Post details: S.D.Tex.: A heavy-set woman wearing Maidenform body shaping clothing is not RS of drug smuggling

11/09/12

Permalink 08:02:12 am, by fourth, 426 words, 665 views   English (US)
Categories: General

S.D.Tex.: A heavy-set woman wearing Maidenform body shaping clothing is not RS of drug smuggling

Defendant was on a Greyhound bus stopped at the permanent checkpoint south of Falfurrias, Texas, and she was suspected of having on a “body suit” carrying drugs. However, she was wearing Mandenform body shaping clothing. The stop became excessive and without reasonable suspicion. United States v. Diaz, 2012 U.S. Dist. LEXIS 159415 (S.D. Tex. November 7, 2012)*:

At the hearing on the motion to suppress, testimony and exhibits demonstrated that the beige piece of clothing that Defendant was wearing was not in fact a "body suit." What Agent Cavazos saw was actually one of two articles of clothing, each with brassiere-like straps attached to material covering the torso area. According to testimony, these two camisoles, one with an attached brief and built-in brassiere, are commonly used by women as body shapers. Evidence also showed that these common articles of clothes were made by Maidenform, a popular manufacturer of women's underwear. These styles of undergarment can be purchased at major retail stores, such as JCPenny and Walmart, and are advertised online.

. . .

Agent Cavazos relied heavily on Defendant's undergarment as an indicator that Defendant was a body carrier.

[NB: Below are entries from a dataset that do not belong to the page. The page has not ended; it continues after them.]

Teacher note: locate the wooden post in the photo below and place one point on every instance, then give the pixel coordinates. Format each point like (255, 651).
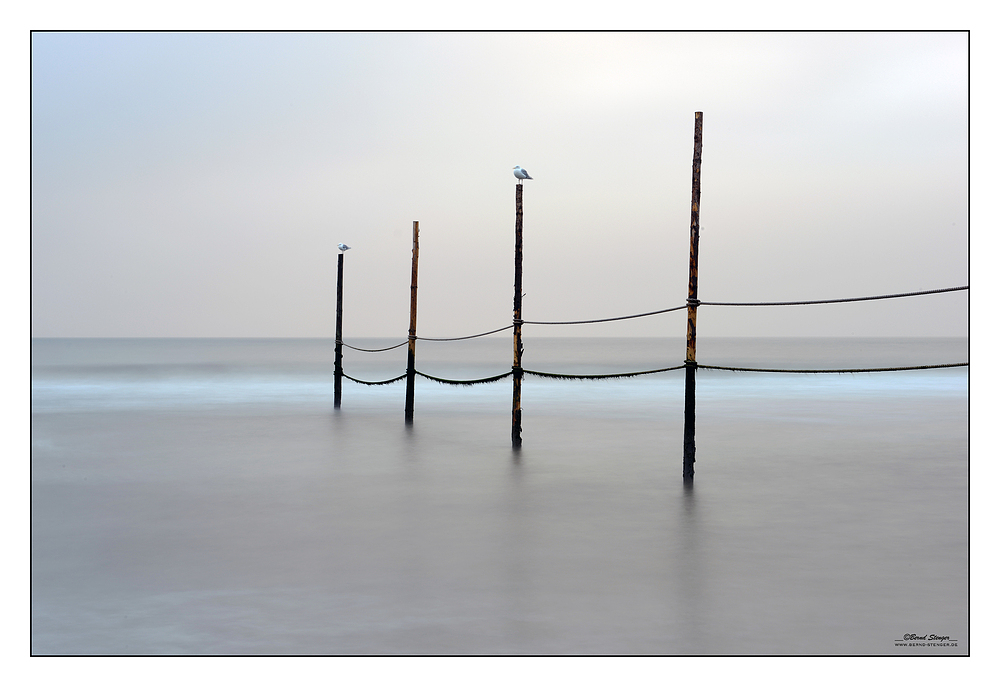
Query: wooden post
(690, 360)
(515, 435)
(338, 355)
(412, 349)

Agent Cavazos, however, testified that only a small and commonly exposed portion of this undergarment was visible at the time of the immigration inspection. In fact, he was only able to see a strip of a beige article of clothing on Defendant's left shoulder that he believed to be made of spandex. Based on this evidence, the undergarment that Agent Cavazos saw peeking out from under Defendant's blouse could have been any type of women's undergarment, ranging from a brassiere to a full body suit. The commonality of such articles of clothing does not lend itself to creating individualized suspicion of wrongdoing merely by its use. And, though drugs may be stashed inside women's underwear, if the mere use of underwear was used to justify search or seizure of an individual, agents may have free rein over half the population passing through a checkpoint. See Portillo-Aguirre, 311 F.3d at 657 ("In short, neither the bag nor its location suggested that criminal activity was afoot. If such common circumstances qualified as reasonable suspicion, then most interstate travelers would be subject to prolonged detention, for virtually any item of luggage, from a handbag to a suitcase, is capable of housing illegal narcotics."). This undergarment, even when viewed with Defendant's northward travel as a single, heavy-set female, does not give rise to reasonable suspicion. Defendant was not nervous and Agent Cavazos did not articulate any other suspicious facts that may be used to build sufficient justification.